Tout poète – même s’il l’ignore
et même s’il le refuse –
tout poète est un communiste.
Tout poète
partout et toujours
dit que le monde,
la terre et les mers,
les arbres, les oiseaux, les villes
et tout ce qu’elles contiennent,
même les palais, les Champs-Élysées,
les ponts sur la Seine,
le sourire des femmes,
de toutes les femmes
(même celles qui ne sont pas la tienne…
Mais en vérité, aucune n’est ta propriété)
et le sourire des enfants
et celui des hommes
et le regard des bêtes
tout,
la Terre entière,
le monde et ses saisons,
l’automne et ses richesses,
l’hiver et ses plaisirs,
le printemps, ses promesses,
l’été et ses moissons
tout est à nous.
tout ce que nous ne possédons pas,
par les pouvoirs que nous confèrent
l’imagination, la poésie
et le rêve nécessaire
de l’humanité,
tout nous appartient
et nous appartenons à tout.
Toute la vie sur Terre est notre affaire.
Tout nous parle et nous répondons de tout.
Tout est à nous.
et partout et toujours
tout
nous est à partager

Manif 12-09-17

2 Réponses à “Le poète est un communiste”

  1. Goubert Joel dit :

    Bonjour Francis, quand le poète se fait propagandiste je pense qu’il est moins pertinent que lorsqu’il peint la réalité avec sensibilité et humour, Amicalement.

  2. Maïakovski disait que ses poèmes d’amour étaient des poèmes de propagande pour sortir avec les filles…
    Je ne suis pas loin de penser pareil.

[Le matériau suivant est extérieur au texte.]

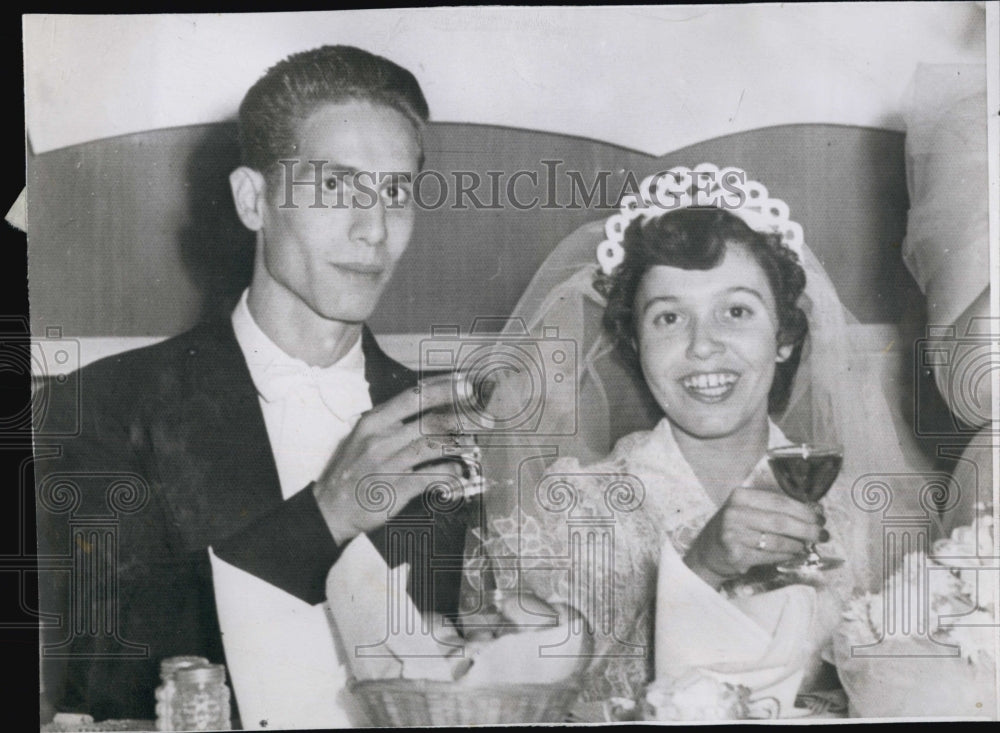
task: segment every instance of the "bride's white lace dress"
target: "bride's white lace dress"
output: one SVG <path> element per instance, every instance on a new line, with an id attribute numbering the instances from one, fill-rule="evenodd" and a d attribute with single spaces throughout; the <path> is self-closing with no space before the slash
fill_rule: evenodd
<path id="1" fill-rule="evenodd" d="M 769 444 L 787 442 L 771 424 Z M 766 457 L 743 485 L 779 490 Z M 666 418 L 651 431 L 619 440 L 600 463 L 582 467 L 575 458 L 559 459 L 536 493 L 541 505 L 527 512 L 519 509 L 517 517 L 493 518 L 485 542 L 476 533 L 475 548 L 466 561 L 464 610 L 480 602 L 476 591 L 481 571 L 494 558 L 491 567 L 499 588 L 516 592 L 520 580 L 522 589 L 584 611 L 596 643 L 582 700 L 635 698 L 653 673 L 660 548 L 669 539 L 683 556 L 719 507 L 685 461 Z M 812 663 L 803 690 L 809 689 L 819 671 L 820 653 L 841 607 L 856 588 L 864 586 L 864 580 L 852 572 L 859 561 L 864 562 L 863 557 L 845 554 L 849 547 L 863 554 L 867 546 L 858 528 L 852 528 L 849 489 L 835 484 L 822 504 L 831 539 L 820 546 L 821 551 L 844 557 L 848 563 L 822 573 L 819 579 Z M 595 533 L 594 527 L 599 531 Z M 514 557 L 519 558 L 519 570 L 511 567 Z M 770 574 L 772 583 L 774 575 Z M 761 587 L 765 586 L 747 580 L 721 592 L 750 593 Z"/>

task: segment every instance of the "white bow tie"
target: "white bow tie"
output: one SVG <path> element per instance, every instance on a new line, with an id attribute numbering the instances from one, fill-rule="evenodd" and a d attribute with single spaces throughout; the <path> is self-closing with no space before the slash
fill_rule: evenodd
<path id="1" fill-rule="evenodd" d="M 261 397 L 268 402 L 318 389 L 326 408 L 344 422 L 351 422 L 371 408 L 364 367 L 270 364 L 255 383 Z"/>

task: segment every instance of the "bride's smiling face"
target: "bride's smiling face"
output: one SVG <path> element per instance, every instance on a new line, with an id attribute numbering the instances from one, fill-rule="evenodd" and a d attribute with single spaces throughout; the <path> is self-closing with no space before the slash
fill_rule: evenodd
<path id="1" fill-rule="evenodd" d="M 733 435 L 767 415 L 778 314 L 767 275 L 739 245 L 710 270 L 651 267 L 635 297 L 639 361 L 676 428 L 702 439 Z"/>

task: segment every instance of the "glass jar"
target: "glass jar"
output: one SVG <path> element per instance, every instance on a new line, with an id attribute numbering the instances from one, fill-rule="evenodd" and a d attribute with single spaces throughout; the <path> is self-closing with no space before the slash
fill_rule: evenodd
<path id="1" fill-rule="evenodd" d="M 174 674 L 172 730 L 231 730 L 226 668 L 221 664 L 185 667 Z"/>
<path id="2" fill-rule="evenodd" d="M 156 688 L 156 729 L 174 730 L 171 722 L 171 705 L 174 699 L 176 683 L 174 675 L 177 670 L 185 667 L 204 666 L 208 664 L 205 657 L 167 657 L 160 661 L 160 679 L 163 681 Z"/>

Le titre initial de mon premier recueil était « Propagande pour le printemps »… mais propagande et aujourd’hui un mot tabou… On préfère dire « communication ».
    Quant à l’humour et la sensibilité, je suis d’accord. D’ailleurs, tu auras noté que je n’ai pas écrit que « tous les communistes étaient des poètes ».